DR-0002 Use syntect
to extract doc comments from code
Manuel Woelker 2025-06-22T14:21:06+00:00
Status: Approved
Date: 2025-06-19
Decision
To extract doc comments from source code, we will use the syntect crate.
Context
To extract doc comments from code, we need to find all the comments in the code, for various languages.
The requirements for this extractor were:
- Wide support for various programming language formats
- Robustness against invalid code/syntax
- Good performance
Consequences
syntect is used to extract doc comments from the code.
To support as many languages as possible, the two-face crate is used.
Considered Alternatives
Custom lexer
A custom lexer could be implemented to find comments. Due to the number of languages and the complexity of handling different syntaxes, this might not be a good idea.

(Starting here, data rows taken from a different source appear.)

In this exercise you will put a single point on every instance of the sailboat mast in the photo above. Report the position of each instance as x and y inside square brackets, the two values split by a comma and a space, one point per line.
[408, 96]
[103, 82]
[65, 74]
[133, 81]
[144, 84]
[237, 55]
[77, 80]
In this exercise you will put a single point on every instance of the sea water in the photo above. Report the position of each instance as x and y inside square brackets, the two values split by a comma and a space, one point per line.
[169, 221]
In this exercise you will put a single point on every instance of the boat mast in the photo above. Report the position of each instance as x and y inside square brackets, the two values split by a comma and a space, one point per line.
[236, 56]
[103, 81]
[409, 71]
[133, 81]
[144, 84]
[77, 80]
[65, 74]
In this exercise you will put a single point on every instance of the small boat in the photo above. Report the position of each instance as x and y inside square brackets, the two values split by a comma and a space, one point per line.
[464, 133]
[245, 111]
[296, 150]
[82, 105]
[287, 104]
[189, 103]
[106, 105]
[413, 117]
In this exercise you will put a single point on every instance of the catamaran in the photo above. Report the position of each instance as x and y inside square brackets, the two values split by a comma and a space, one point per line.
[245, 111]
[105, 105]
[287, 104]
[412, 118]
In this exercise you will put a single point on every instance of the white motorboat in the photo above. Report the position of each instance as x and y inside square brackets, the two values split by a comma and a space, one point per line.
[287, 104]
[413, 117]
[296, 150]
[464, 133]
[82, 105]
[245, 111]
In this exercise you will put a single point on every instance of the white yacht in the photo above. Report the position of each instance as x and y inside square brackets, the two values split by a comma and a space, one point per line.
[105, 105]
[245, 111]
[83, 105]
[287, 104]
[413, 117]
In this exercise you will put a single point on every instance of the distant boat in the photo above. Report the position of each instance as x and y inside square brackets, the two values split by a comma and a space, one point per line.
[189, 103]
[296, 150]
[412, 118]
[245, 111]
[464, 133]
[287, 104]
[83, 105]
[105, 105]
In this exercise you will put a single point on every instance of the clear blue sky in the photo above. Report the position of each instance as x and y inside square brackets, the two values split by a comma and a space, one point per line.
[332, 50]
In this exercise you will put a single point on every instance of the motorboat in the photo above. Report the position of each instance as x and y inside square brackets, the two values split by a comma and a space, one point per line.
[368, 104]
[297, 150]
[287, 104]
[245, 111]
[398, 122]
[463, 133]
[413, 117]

Especially handling "comment-like" syntax in strings would potentially mean having a custom lexer for each language.
tree-sitter
tree-sitter parsers could be used to extract the comments from source files.
The drawback is that these parsers need to be curated, are platform-specific and are relatively heavyweight.
inkjet
inkjet bundles ~70 tree-sitter parsers for various languages.
The downside of this approach is that all these parsers need to be compiled (making the compilation much slower) and bundled in the binary (making the binary much larger)